How to Intermediate · 3 min read

How to build a document comparison tool with AI

Quick answer

Build a document comparison tool by converting documents into vector embeddings using models like gpt-4o or claude-3-5-sonnet-20241022, then compute similarity scores or highlight differences.

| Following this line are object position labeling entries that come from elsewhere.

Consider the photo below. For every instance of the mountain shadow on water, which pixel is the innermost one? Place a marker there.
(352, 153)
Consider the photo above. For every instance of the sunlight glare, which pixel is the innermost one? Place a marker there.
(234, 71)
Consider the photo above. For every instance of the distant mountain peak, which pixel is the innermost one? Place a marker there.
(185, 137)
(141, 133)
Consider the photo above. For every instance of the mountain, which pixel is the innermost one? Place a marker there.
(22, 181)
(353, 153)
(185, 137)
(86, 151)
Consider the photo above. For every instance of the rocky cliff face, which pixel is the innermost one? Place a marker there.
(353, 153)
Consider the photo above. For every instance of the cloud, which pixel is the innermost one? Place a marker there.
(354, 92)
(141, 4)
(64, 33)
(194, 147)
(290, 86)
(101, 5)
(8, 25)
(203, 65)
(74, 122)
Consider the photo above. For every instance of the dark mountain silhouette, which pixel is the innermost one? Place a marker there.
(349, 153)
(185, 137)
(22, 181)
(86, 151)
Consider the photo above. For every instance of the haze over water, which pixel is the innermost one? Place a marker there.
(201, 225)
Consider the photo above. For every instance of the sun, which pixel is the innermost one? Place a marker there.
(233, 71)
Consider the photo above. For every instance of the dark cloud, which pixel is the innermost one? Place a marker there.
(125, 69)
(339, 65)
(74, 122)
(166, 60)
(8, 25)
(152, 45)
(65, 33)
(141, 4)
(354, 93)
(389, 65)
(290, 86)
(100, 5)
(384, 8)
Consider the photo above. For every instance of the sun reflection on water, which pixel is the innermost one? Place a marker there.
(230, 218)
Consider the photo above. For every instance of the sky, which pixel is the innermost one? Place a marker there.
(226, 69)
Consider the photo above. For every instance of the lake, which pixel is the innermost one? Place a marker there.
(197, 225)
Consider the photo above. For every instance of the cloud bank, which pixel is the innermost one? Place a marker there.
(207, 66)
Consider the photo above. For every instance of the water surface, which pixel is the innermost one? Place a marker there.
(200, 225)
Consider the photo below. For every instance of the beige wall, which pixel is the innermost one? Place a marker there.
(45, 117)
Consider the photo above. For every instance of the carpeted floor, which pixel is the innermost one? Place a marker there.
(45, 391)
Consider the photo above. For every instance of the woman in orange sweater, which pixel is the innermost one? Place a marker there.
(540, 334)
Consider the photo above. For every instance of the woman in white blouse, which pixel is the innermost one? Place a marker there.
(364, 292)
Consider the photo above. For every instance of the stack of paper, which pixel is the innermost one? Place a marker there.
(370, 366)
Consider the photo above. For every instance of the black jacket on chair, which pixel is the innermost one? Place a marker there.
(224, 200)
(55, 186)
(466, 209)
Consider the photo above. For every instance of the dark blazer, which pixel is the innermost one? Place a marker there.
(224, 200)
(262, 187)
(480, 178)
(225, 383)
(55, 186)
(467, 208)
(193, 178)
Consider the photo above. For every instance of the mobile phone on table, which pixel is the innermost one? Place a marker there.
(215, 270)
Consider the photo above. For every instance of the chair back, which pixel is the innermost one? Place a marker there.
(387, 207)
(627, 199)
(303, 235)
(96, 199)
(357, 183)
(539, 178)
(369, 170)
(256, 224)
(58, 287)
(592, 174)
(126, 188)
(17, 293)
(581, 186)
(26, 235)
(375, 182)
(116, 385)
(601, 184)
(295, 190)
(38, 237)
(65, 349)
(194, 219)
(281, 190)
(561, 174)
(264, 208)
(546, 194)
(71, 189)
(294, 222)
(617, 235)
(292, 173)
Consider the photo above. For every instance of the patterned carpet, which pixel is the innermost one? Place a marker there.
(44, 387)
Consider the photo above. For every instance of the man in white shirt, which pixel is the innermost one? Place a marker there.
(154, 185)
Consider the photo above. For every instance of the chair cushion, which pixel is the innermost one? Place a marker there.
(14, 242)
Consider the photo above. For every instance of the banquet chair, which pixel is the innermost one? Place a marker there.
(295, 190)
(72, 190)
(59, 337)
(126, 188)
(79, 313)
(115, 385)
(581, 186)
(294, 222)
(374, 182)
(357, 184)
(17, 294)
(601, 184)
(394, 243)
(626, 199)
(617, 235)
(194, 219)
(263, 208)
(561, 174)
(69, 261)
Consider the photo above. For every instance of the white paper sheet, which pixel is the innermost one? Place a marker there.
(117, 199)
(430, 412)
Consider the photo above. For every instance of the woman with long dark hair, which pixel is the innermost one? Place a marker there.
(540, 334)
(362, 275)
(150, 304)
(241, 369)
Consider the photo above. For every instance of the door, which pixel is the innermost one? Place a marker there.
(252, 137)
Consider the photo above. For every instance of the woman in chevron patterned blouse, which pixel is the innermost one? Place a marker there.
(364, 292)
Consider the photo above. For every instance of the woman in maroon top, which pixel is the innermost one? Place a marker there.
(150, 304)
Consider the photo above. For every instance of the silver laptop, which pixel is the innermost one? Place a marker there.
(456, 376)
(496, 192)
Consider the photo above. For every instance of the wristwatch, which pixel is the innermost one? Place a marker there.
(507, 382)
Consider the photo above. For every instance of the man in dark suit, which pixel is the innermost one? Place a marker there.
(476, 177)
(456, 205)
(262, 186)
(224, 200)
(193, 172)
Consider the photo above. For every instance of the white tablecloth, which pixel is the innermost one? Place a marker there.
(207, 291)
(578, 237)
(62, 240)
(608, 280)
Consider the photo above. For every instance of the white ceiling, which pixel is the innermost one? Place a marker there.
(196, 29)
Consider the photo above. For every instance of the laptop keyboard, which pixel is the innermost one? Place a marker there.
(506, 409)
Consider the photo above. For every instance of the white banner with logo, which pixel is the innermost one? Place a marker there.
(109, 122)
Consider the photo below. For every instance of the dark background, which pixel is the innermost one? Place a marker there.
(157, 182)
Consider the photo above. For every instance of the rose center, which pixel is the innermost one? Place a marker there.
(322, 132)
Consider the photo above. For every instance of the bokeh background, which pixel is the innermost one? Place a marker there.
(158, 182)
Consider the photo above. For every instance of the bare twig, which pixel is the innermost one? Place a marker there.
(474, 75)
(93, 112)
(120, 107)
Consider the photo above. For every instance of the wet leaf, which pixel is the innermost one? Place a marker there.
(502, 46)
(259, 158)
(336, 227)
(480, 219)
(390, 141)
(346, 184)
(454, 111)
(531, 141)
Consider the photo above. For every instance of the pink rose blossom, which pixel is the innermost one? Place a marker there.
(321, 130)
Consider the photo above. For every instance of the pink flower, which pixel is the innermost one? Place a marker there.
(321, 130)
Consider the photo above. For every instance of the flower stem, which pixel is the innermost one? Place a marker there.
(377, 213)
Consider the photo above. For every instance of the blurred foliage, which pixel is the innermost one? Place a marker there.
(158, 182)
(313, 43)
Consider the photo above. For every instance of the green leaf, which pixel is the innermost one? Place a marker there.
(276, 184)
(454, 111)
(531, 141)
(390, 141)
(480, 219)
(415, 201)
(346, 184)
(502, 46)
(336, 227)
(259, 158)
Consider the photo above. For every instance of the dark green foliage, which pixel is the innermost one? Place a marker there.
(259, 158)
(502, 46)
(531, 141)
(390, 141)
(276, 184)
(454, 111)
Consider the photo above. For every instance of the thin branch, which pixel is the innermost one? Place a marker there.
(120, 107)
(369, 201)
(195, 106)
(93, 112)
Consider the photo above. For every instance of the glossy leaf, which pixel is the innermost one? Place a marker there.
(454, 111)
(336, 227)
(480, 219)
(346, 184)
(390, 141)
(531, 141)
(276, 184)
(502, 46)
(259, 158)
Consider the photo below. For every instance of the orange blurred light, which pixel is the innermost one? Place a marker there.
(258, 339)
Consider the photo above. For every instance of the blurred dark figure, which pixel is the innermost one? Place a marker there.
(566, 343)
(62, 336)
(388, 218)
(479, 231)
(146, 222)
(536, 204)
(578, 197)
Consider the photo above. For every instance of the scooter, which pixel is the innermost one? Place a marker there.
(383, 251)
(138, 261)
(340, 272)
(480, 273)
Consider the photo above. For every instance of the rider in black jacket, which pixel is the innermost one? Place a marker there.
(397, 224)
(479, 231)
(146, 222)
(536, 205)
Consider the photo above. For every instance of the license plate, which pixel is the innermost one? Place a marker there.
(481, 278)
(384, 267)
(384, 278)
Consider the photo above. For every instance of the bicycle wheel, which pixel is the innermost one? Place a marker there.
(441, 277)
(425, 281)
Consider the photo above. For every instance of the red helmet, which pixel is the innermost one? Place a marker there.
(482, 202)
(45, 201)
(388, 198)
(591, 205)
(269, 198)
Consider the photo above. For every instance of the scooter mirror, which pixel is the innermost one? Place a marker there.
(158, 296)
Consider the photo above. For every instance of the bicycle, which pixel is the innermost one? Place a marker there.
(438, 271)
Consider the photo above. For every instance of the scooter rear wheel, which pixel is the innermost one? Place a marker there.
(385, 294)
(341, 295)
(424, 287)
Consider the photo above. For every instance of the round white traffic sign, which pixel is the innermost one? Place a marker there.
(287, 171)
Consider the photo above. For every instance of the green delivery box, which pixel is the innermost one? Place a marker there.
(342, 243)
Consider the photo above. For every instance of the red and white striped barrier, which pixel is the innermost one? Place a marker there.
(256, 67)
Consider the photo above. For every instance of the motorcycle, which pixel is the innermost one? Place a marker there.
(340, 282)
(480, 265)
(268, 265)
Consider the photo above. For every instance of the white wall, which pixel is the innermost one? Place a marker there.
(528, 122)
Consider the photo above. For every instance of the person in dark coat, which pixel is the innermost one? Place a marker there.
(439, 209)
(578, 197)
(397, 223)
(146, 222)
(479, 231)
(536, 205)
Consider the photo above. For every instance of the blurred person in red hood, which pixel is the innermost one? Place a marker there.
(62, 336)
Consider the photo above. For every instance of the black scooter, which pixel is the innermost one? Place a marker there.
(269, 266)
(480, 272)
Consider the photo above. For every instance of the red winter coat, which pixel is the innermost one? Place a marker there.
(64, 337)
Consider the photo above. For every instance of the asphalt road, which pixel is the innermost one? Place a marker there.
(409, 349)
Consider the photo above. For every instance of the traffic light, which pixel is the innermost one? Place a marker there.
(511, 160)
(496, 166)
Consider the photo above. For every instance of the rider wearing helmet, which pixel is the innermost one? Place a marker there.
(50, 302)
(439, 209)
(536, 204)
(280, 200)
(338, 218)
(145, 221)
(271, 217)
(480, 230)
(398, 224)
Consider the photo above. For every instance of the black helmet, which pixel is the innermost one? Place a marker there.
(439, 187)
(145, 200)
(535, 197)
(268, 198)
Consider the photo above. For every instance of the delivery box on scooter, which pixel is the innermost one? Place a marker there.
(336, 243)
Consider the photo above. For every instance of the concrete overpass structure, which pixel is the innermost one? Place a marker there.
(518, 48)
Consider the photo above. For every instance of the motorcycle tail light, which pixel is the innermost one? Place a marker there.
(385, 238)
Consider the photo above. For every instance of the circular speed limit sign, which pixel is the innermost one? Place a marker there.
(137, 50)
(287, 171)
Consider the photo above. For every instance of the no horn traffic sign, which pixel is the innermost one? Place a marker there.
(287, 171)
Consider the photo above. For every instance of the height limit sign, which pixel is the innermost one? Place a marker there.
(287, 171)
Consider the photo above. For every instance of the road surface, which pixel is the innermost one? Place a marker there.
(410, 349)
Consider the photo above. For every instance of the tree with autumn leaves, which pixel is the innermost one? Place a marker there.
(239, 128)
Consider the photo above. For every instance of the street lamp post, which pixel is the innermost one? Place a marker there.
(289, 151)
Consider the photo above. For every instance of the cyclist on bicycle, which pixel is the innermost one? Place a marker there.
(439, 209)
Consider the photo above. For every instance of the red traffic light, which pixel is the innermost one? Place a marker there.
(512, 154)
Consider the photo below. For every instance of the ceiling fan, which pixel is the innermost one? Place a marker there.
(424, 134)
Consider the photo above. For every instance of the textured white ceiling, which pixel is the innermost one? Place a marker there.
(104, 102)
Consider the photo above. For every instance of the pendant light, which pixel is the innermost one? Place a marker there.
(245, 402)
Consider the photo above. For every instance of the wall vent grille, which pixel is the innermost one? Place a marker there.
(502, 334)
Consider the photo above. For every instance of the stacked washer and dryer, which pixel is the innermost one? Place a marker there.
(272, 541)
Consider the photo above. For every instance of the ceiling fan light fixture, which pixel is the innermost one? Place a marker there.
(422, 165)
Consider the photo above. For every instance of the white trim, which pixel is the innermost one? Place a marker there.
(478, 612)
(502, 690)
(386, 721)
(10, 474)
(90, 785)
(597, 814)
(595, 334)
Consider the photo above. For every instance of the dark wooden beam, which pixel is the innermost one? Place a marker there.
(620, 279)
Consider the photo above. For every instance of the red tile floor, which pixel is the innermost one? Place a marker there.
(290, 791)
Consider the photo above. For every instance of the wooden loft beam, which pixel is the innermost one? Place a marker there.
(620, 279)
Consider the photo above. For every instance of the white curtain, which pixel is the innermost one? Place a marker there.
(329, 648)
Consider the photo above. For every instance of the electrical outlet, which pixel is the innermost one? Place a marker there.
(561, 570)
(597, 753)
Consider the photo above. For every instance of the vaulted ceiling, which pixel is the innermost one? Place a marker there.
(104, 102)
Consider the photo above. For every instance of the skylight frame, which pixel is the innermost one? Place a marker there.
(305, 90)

Use vector databases or cosine similarity on embeddings to identify matching or differing content efficiently.

PREREQUISITES

Python 3.8+
OpenAI API key (free tier works)
pip install openai>=1.0

Setup

Install the OpenAI Python SDK and set your API key as an environment variable to authenticate requests.

bash

pip install openai

Step by step

This example shows how to load two text documents, generate embeddings using gpt-4o, and compute cosine similarity to compare their content.

python

import os
import numpy as np
from openai import OpenAI

# Initialize OpenAI client
client = OpenAI(api_key=os.environ["OPENAI_API_KEY"])

def get_embedding(text):
    response = client.embeddings.create(
        model="gpt-4o",
        input=text
    )
    return np.array(response.data[0].embedding)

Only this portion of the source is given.